In lieu of DC’s upcoming animated originals 10th anniversary box set, we here at DCN have decided to do 30 days of movie reviews, covering all of the DC Universe Animated Original Movies, leading right up to the release of the newest film, Batman and Harley Quinn, on August 15th. So today we start with the film that kicked off this amazing world of animated films, Superman/Doomsday! Please enjoy and keep an eye out over the next month for a new review every day!!
[Editor’s Note: This review may contain spoilers]
Directed By: Bruce Timm, Lauren Montgomery and Brandon Vietti
Written By: Duane Capizzi and Bruce Timm
Starring: James Marsters, Adam Baldwin, Anne Heche
Original Release Date:Â September 18, 2007
Summary
Lex Luthor’s company, Lexcorp, is on a digging project when they hit a spaceship buried deep near the Earth’s core. While tampering with the ship, they accidentally unleash Doomsday, a biogenetically engineered monster with super strength that has one singular focus. Doomsday begins a rampage of destruction with his sights set on Metropolis. There is only one person who can stop this beast, and that person is Superman!
Positives
This was DC Animated films’ first attempt to bring well-known comic book stories to animated movie form and they couldn’t have picked a much bigger first story to hit the ground running. “The Death of Superman” was a major headline when released in the comics and made for a great first choice.

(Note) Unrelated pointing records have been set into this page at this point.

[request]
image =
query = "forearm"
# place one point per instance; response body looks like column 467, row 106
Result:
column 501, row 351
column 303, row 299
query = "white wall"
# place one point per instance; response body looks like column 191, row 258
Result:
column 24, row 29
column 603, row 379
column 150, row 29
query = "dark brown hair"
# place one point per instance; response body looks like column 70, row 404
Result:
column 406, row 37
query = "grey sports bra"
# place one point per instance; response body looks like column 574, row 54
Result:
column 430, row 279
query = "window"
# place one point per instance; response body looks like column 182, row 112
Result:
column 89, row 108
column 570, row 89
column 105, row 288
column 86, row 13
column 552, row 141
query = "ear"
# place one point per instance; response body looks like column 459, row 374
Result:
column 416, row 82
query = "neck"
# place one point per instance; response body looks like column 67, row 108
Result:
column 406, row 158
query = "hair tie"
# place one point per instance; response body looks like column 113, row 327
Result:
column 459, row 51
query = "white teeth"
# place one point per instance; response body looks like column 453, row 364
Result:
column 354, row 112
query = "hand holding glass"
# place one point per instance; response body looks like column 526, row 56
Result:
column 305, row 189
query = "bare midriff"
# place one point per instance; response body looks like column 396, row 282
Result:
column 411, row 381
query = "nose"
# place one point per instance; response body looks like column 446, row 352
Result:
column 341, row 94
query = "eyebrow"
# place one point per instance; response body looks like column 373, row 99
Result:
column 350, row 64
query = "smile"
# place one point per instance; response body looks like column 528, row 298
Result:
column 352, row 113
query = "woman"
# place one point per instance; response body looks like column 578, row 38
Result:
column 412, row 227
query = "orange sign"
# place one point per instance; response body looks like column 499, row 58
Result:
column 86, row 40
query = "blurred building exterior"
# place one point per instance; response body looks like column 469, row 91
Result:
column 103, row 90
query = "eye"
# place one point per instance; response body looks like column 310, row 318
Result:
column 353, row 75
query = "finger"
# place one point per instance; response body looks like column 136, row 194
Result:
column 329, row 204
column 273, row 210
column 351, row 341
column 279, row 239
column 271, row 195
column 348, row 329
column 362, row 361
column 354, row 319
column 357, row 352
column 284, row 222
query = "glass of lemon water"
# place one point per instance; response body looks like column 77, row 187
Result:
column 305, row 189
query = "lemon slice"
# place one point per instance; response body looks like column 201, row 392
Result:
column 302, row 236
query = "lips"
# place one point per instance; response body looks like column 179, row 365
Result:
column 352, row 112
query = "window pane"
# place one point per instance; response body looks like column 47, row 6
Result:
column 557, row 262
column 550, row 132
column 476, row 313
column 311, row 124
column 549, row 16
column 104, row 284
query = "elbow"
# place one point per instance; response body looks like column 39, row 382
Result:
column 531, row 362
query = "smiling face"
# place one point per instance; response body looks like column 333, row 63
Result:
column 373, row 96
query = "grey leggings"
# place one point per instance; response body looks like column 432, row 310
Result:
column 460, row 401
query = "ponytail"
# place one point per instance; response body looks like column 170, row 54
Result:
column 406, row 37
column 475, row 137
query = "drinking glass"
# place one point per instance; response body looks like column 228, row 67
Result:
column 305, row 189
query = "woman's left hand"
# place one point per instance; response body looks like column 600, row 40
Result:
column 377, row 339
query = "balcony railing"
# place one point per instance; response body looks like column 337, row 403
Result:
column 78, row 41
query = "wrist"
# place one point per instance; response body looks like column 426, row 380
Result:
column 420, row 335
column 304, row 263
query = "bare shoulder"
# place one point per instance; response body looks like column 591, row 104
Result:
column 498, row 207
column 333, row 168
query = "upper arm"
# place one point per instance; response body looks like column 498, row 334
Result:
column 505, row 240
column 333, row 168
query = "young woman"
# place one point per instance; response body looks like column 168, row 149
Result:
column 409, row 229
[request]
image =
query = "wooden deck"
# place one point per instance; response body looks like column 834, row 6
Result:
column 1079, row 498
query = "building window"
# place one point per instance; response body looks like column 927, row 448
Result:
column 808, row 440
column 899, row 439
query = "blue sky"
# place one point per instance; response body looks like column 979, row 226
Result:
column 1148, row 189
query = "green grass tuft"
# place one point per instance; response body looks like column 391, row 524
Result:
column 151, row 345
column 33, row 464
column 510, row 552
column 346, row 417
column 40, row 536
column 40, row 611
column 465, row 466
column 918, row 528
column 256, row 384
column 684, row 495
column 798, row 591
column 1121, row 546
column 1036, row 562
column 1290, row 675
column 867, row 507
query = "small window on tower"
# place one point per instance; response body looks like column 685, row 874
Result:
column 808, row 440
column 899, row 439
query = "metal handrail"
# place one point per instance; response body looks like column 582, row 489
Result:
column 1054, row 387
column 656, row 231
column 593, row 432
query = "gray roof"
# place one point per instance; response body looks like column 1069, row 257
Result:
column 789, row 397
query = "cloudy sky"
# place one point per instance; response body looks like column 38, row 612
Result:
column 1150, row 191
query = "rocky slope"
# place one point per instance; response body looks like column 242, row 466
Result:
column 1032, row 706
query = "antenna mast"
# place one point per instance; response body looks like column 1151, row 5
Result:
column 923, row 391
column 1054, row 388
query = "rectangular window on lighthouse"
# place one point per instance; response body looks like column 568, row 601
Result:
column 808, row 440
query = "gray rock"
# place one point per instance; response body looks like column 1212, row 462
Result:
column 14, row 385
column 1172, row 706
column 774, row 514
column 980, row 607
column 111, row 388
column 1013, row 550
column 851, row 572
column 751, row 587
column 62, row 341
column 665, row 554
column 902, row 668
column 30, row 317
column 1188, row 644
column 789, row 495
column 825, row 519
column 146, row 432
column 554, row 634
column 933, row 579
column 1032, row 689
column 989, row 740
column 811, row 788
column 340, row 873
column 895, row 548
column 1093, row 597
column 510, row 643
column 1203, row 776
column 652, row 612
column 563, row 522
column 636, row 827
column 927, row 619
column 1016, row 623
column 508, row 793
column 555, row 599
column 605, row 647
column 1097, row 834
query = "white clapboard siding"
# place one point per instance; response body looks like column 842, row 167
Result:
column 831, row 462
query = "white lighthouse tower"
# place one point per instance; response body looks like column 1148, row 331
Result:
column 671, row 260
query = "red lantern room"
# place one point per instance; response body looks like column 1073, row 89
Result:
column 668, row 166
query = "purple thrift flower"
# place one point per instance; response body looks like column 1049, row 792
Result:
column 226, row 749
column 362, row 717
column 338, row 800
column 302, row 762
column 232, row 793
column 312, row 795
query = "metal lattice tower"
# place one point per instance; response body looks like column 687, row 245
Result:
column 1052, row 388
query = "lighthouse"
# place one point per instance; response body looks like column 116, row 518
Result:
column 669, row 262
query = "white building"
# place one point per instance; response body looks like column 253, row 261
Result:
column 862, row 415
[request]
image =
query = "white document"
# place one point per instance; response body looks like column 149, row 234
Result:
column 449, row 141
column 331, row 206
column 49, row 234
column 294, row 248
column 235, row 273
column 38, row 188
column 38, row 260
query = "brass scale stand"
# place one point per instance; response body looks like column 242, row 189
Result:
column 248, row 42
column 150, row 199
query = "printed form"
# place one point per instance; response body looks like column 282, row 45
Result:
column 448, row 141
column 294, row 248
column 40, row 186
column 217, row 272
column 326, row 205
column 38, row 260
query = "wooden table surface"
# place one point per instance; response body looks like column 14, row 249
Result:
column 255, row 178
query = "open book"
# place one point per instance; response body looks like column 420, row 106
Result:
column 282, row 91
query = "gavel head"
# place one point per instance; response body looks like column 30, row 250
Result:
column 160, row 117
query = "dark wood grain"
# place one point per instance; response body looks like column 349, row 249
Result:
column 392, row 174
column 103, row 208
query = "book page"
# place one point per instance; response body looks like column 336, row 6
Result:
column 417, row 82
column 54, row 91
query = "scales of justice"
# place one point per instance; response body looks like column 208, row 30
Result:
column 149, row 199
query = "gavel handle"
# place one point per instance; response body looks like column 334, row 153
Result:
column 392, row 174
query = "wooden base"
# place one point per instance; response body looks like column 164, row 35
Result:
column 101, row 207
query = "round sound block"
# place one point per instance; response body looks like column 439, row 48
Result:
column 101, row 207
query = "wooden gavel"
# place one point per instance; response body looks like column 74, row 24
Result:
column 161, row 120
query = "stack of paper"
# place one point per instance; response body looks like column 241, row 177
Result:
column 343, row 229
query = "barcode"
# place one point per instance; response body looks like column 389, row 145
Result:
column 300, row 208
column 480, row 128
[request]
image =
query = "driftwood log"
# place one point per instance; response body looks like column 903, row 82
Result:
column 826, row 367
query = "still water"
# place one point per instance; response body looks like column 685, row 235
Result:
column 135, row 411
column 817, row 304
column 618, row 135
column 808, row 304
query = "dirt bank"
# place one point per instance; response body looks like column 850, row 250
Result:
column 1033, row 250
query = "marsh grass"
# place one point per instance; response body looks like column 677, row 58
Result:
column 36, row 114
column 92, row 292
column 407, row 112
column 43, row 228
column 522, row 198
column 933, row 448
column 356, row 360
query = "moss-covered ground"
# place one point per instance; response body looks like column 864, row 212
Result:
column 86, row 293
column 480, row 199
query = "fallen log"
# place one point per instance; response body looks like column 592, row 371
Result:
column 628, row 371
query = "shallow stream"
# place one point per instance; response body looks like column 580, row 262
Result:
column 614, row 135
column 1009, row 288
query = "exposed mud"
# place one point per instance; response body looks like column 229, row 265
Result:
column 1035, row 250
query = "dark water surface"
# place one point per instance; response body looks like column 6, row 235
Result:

The voice actors did a fantastic job with their roles. Anne Heche in particular did an outstanding job of delivering powerful emotion to Lois when she lost the love of her life. Adam Baldwin and James Marsters both delivered powerful performances as Superman and Lex Luthor.
Negatives
Unfortunately, this movie does not live up to it’s potential. Superman’s death and battle with Doomsday occurs within the first act and takes a backseat to the clone storyline. For a time, Warner Bros. wouldn’t allow their heroes to die in a movie, which unfortunately takes the emotion out of this storyline. It would have been a much more powerful film to see the romance grow between Lois and Clark throughout the film only to have her lose him in the end.
Instead they tried to cram three different stories, The Death of Superman, The Reign of Superman and The Return of Superman into a 77 minute film. In doing so, it loses the impact it should have had. This would have worked so much better as three separate films, each focusing on one of those three stories, and perhaps if it had been done today, it would’ve been done like that.
Verdict
As a first attempt to animate well-known graphic novels into a film, this movie does okay, but is far from a homerun. For the average moviegoer they may find the film to be decent, but to anyone that knows the actual story, they’ll recognize how it fails to bring any of the emotional narrative with it.
It’s worth watching, but I highly recommend anyone that watches this, go back and read the original comic book as well.